深部煤层具有高瓦斯、低透气性特点，CO₂气爆作为煤层增透的有效手段之一，可显著提高瓦斯抽采效率，故探究CO₂气爆的作用机理，能够指导该方法在保障安全生产的前提下最大限度的提升经济效益。本文基于弹性力学与断裂力学，构建CO₂气爆煤岩体裂纹扩展力学模型，描述了应力波强弱与裂纹扩展迹长的关系，说明了爆生气体的能量加持作用。不含空孔煤岩体受到CO₂气体冲击时，煤岩体爆孔孔周在应力波作用下，于边界处产生四周均布的拉应力载荷，致使煤层自中心处环向开裂。爆生气体在吸收冲击波能量后发生膨胀并释放一定的能量，对应力波产生协同作用，促使煤岩体爆孔孔周裂纹得到充分发展。考虑到自由面对裂纹扩展的影响，引入空孔效应，分别开展了不含空孔与含空孔试样的CO₂气爆物理试验。利用光学非接触式应变测量系统(VIC-3D)观测试样表面位移变化，分析煤岩体爆孔孔周裂纹扩展规律，并通过超声波监测系统收集爆破过程中的波幅，计算衰减系数以反映煤岩体内部损伤情况。

CO₂气爆过程中两次超声波波幅的出现并非偶然，其反映了爆生气体协同应力波促进裂纹扩展的实质性。应力大小可以反映应力波与爆生气体协同作用的强弱，应力越大，协同作用越强，裂纹扩展越充分。应力与衰减系数在峰值时间段的重合现象，说明该时间段应力波与爆生气体的协同作用最强。对角线方向上应力强度因子的水平分量与竖直分量基本持平且试样的裂纹扩展最深，说明水平分量与竖直分量越接近煤岩体越容易开裂。自由面的增加诱发了空孔效应，CO₂气爆过程中压缩波与反射波迭加产生径向拉应力，突破煤岩体抗压强度后，发生破碎，爆腔内压力逐渐达到峰值，在爆孔与空孔之间形成一条近似直线的主裂纹通道，对煤岩体裂纹扩展起导向作用。此时，应力与衰减系数均达到峰值，煤岩体内部损伤最为剧烈。

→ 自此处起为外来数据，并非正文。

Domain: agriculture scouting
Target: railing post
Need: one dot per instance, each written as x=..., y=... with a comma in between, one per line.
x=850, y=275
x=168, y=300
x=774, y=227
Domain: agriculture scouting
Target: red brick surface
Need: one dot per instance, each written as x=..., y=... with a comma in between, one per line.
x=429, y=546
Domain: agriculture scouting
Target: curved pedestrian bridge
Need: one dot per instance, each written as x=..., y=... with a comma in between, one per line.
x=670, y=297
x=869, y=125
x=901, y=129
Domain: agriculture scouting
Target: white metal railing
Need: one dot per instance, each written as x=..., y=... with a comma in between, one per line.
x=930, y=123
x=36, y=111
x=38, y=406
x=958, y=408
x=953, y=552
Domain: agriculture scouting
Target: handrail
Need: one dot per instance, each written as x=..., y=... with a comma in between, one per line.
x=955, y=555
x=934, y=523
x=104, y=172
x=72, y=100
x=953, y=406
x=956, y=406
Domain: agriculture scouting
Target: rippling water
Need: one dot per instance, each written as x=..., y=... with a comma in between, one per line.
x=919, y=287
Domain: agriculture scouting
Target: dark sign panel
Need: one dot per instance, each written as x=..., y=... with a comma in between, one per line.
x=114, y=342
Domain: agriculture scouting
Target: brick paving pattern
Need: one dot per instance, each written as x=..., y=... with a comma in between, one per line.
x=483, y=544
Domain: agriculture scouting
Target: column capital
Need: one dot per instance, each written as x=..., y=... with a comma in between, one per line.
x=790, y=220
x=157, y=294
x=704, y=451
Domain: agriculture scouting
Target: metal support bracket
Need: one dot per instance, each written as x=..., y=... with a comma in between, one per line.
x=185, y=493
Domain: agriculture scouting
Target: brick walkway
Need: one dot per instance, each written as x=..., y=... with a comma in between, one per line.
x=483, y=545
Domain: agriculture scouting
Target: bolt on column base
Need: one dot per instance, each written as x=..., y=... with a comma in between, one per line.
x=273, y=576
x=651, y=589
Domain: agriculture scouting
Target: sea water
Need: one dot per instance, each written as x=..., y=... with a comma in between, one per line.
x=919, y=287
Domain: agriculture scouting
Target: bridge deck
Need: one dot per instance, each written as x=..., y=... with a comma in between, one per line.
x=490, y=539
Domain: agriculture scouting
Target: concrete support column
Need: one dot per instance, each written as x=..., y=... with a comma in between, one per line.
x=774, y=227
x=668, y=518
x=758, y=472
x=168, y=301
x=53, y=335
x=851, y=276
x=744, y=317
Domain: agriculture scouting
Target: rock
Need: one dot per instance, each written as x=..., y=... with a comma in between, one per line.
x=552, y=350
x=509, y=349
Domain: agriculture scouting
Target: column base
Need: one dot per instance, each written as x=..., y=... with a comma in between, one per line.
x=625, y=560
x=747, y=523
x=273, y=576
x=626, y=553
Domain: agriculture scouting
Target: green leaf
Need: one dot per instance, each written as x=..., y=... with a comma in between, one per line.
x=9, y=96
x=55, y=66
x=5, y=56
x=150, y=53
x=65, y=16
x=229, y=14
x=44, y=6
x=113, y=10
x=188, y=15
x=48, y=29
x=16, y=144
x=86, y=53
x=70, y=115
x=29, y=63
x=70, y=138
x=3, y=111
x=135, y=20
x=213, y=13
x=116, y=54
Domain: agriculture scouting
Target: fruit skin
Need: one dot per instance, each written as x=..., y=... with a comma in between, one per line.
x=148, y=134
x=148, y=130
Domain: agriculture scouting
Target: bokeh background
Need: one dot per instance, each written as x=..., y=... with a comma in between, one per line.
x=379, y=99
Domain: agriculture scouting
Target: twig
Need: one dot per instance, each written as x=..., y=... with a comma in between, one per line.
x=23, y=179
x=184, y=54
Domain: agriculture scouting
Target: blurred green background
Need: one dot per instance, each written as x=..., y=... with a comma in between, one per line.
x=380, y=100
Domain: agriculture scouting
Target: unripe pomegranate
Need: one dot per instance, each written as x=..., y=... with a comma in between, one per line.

采用LS-DYNA软件，分别在不含空孔和含空孔条件下，模拟研究CO₂气爆后煤岩体爆孔孔周裂纹扩展规律，具象化反映空孔的导向性。数值模拟CO₂气爆下含空孔煤岩体裂纹扩展特征演变情况，发现0.13s主裂纹通道形成，0.18s煤岩体应力达到峰值且能量耗散最大。能量与应力的负相关关系与试验结果一致，表明CO₂气爆过程中，空孔效应为煤岩体裂纹扩展提供了良好的导向作用。本文将理论分析、试验探究及数值模拟有机结合，完善了CO₂气爆致裂的基础理论体系，阐明了爆生气体对应力波的协同作用，反映了空孔效应影响的煤岩体裂纹扩展特征规律，能够指导CO₂气爆技术安全高效的应用于煤矿生产现场，对进一步强化煤层增透效果、提高瓦斯抽采效率具有重要现实意义。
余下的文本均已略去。